Published: July 11th 2012July 11th 2012
We're near the end of our time in Ecuador and Peru beckons. Our journey to the border takes us through two particularly lovely places in Ecuador's southern highlands - a most pleasant way to end our time in this beautiful country.
Cuenca is Ecuador's third largest city - albeit with fewer than half a million inhabitants - and probably its most beautiful. Blessed with a wealth of colonial architecture, many attractive churches, handsome squares and a lovely climate, Cuenca is also making a name for itself as a prime retirement destination for foreigners, generally North American ones. This might explain the town's unusual profusion of upscale restaurants (we had the best Mexican - real
Mexican - food we've ever tasted here), bars and English-language bookshops - it's fancier even than Quito. Sitting on the main plaza with an ice-cream, it's easy to spot the elderly gringos
milling about. And who can blame them? Cuenca is just gorgeous, and a dollar goes a lot further here than it does up north.
After a couple of days in Cuenca to enjoy its refined atmosphere - it feels more like Spain than Ecuador - excellent food and interesting shopping (Cuenca is the
world capital of Panama hats, which despite their name are a 100% Ecuadorian product, woven from the local toquilla
grass) we continue south to Vilcabamba, a tiny little town tucked among rolling hills not far from the Peruvian border. Vilcabamba sits in the so-called "Valley of Longevity" - so named for its apparently remarkable number of centenarians - and a plaque in the village square claims it to be a leading centre in the study of ageing. Despite certain wilder claims about the great age of some of Vilcabamba's population having been pooh-poohed by statisticians, the town, like Cuenca, attracts a large number of retired expatriates from North America and Europe. Do they come here in the hope of living longer? Who knows! It's certainly not hard to understand the appeal of the place: the pace of life in Vilcabamba is delightfully slow. The backdrop is gorgeous, everybody knows everybody else (which might actually be your idea of hell, not heaven!), and come evening time the town's residents assemble in the plaza for a chat and a cerveza or two.

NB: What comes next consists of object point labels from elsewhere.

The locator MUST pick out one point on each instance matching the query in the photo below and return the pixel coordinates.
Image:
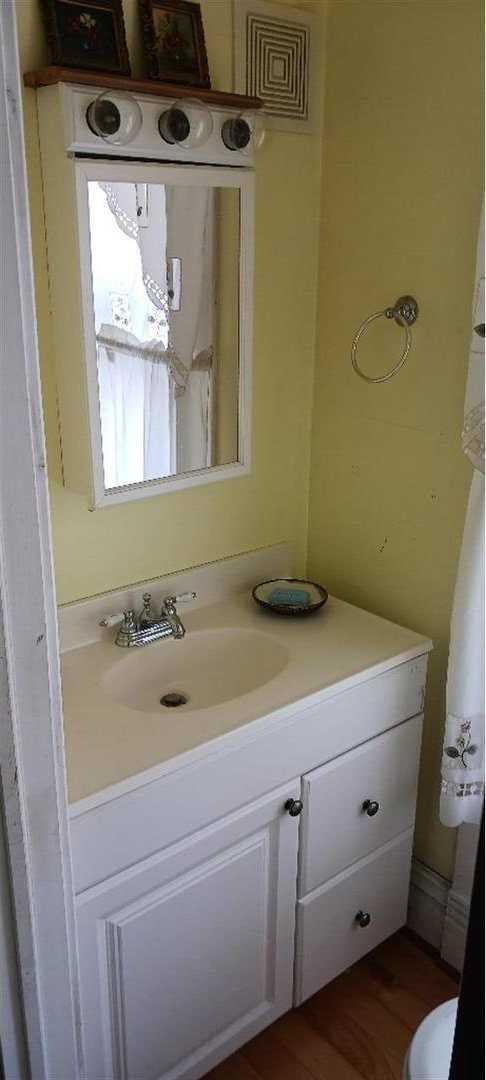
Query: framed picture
(174, 42)
(89, 35)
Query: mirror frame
(139, 171)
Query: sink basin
(207, 667)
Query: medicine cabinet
(150, 274)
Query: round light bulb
(244, 133)
(187, 123)
(115, 117)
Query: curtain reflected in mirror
(164, 262)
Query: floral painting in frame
(174, 42)
(90, 35)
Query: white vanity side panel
(383, 769)
(121, 832)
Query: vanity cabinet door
(189, 954)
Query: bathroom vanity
(234, 854)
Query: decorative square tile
(274, 59)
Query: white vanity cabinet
(189, 954)
(205, 908)
(355, 851)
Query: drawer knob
(363, 918)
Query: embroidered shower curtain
(462, 768)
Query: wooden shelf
(50, 76)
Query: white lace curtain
(153, 362)
(462, 768)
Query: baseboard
(437, 914)
(455, 929)
(428, 903)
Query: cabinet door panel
(186, 957)
(329, 939)
(336, 831)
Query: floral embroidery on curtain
(462, 767)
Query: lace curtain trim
(473, 436)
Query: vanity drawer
(329, 939)
(336, 831)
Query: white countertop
(328, 651)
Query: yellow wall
(397, 211)
(401, 202)
(127, 543)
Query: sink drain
(173, 699)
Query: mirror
(164, 259)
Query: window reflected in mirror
(164, 262)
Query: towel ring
(405, 312)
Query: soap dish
(289, 595)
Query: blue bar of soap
(294, 597)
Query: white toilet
(431, 1048)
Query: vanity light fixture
(187, 123)
(244, 133)
(116, 117)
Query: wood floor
(356, 1028)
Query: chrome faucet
(149, 626)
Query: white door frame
(31, 748)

It's not all warm, fuzzy and hunky-dory in Vilcabamba, though. A particularly popular hiking trail up one of the
hills overlooking the town has been closed for some months following a couple of vicious attacks (of the machete variety) on foreign walkers - strange for such a peaceful-looking place. Could it be that the sudden influx of - by local standards - fabulously wealthy retirees from abroad, who have gone on a land-buying and house-building spree, has upset the town's balance? Certainly, we were told that land sells in Vilcambamba for many times more than an equivalent plot elsewhere, and there was no shortage of huge, fortified compounds (barbed wire, ten-foot concrete walls, CCTV cameras) dotted around the hills in the outskirts of town. Real-estate has soared in value, leaving Ecuadorians priced out of housing. It all left us feeling rather odd and puzzled: if you're going to surround yourself with guard dogs and razor wire, why come here in the first place? Whether locals have really benefited from the arrival of dozens of ageing foreigners is far from clear. It struck me that "retirement in Ecuador" is perhaps not quite as ethically sound as some gringos
in town think it is...
That aside, we had a lovely few days in Vilcabamba, going for a brilliant two-day hack
on horseback into the hills around town (with a guide whose actual
name was Holger...geddit?), staying the night in a little farm high above the town and experiencing, for a few short hours at least, what life is like for rural Ecuadorians. A lovely - and eye-opening - way to end our time in Ecuador.